Representatives from Colorado’s Komen affiliate in Aspen declined to comment, but in an August letter to the Aspen Times, Komen board member Nancy Pickard said donations were down 20 percent and pleaded with community members to support the local group.
“We live here. We save lives here,” Pickard wrote, saying she was addressing those who were not participating in Komen events to retaliate against the national group’s actions against Planned Parenthood.
“I support your feelings and was very upset as well that Komen took such a politically motivated step that only served to hurt the women we serve. Please remember, however, that Komen Aspen not only had nothing to do with the decision, but the moment we heard about it, we immediately (opposed it).”
The Colorado affiliates have always maintained their ties with Planned Parenthood. But they are not alone in feeling repercussions from the controversy.

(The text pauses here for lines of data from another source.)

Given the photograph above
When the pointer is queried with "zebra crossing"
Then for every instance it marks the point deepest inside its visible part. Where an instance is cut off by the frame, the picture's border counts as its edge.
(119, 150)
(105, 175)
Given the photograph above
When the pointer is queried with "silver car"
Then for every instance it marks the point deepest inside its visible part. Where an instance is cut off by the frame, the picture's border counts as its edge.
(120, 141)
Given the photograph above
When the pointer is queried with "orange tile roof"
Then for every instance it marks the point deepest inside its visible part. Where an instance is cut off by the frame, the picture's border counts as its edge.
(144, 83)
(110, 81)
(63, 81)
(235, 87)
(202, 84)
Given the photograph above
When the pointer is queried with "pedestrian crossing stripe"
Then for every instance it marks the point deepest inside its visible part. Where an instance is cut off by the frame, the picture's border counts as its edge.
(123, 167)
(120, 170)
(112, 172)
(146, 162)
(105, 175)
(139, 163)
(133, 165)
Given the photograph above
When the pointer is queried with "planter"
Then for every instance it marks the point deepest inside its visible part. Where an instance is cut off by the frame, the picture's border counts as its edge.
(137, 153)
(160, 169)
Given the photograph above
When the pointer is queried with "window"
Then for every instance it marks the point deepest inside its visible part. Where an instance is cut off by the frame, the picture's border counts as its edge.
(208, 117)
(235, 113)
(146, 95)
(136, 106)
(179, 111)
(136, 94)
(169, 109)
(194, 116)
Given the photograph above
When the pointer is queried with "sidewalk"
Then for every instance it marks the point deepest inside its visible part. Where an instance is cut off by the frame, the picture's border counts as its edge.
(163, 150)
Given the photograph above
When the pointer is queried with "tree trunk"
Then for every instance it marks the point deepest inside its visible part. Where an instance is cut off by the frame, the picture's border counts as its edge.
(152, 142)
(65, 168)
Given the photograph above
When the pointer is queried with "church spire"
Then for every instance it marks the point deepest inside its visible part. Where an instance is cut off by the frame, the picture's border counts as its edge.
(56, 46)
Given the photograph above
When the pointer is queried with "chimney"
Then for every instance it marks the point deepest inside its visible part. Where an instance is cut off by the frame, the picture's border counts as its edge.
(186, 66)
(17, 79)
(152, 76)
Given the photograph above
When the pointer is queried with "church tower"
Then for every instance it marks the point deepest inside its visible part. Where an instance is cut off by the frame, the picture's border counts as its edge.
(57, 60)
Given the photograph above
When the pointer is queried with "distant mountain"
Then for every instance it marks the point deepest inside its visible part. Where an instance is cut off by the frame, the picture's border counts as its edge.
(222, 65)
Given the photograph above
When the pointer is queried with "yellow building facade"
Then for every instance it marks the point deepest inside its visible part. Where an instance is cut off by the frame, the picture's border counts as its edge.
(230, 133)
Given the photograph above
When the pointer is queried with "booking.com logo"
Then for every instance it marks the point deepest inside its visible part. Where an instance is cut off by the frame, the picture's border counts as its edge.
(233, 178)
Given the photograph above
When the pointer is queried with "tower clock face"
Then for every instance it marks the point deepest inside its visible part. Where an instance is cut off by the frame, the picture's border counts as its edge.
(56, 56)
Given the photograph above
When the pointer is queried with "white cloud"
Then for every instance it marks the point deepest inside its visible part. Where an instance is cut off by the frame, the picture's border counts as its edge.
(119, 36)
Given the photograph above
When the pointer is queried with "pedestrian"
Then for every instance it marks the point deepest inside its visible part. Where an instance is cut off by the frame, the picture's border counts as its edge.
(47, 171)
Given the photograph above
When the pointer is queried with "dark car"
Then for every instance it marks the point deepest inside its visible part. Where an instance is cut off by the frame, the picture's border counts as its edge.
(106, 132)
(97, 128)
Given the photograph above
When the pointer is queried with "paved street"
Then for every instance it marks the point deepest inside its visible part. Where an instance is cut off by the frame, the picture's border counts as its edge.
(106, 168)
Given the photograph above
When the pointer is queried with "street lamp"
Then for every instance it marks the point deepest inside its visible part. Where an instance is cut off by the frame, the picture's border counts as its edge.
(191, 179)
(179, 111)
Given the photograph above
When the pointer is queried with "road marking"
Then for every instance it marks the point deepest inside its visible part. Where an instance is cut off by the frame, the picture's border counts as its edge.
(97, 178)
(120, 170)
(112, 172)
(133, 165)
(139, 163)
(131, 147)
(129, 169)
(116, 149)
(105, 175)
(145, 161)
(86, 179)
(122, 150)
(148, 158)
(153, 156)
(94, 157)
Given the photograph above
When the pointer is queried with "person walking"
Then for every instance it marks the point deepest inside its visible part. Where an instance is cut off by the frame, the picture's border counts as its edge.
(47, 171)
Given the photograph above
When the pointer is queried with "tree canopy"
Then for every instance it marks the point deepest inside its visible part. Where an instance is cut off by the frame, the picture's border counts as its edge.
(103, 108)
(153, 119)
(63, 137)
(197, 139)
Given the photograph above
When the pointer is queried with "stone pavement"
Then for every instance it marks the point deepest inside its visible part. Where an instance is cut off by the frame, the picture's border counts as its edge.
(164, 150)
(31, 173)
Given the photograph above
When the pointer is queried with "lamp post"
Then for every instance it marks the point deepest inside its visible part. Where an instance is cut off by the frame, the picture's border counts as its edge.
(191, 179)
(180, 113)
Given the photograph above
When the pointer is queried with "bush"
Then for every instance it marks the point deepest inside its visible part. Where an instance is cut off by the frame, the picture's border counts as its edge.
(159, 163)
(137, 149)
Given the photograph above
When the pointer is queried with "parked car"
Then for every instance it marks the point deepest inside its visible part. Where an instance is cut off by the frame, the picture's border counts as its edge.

Ostrander said she’s heard from fellow affiliate directors across the country that revenues are down 15 to 30 percent.
Funds raised in Colorado do not support administrative costs at the national Komen office in Texas. Rather, 25 percent of funds go to research while the rest stay in the local community to fund early detection of breast cancer.
Paul Montville of the southeastern affiliate said it’s a shame that the group that perfected marketing for a cause is now suffering because of poor decisions at the top.
“We had 5,400 people show up (at our race) in what is arguably the toughest year we’ve ever had. It will be a tough grant year,” he said.
But, he is trying to move forward, tapping the enthusiasm of dedicated people on the ground in Colorado.
“The race is about more than paying your $30, getting a T-shirt and having a fun morning in Garden of the Gods. People are showing solidarity and we’re trying to ask them to ask 10 friends for $10 each. That money goes right to our bottom line. We give it away for mammograms and treatment support,” Montville said.
“There’s nothing even in second place for us,” he said of the Race for the Cure. “The race is us and we are the race.”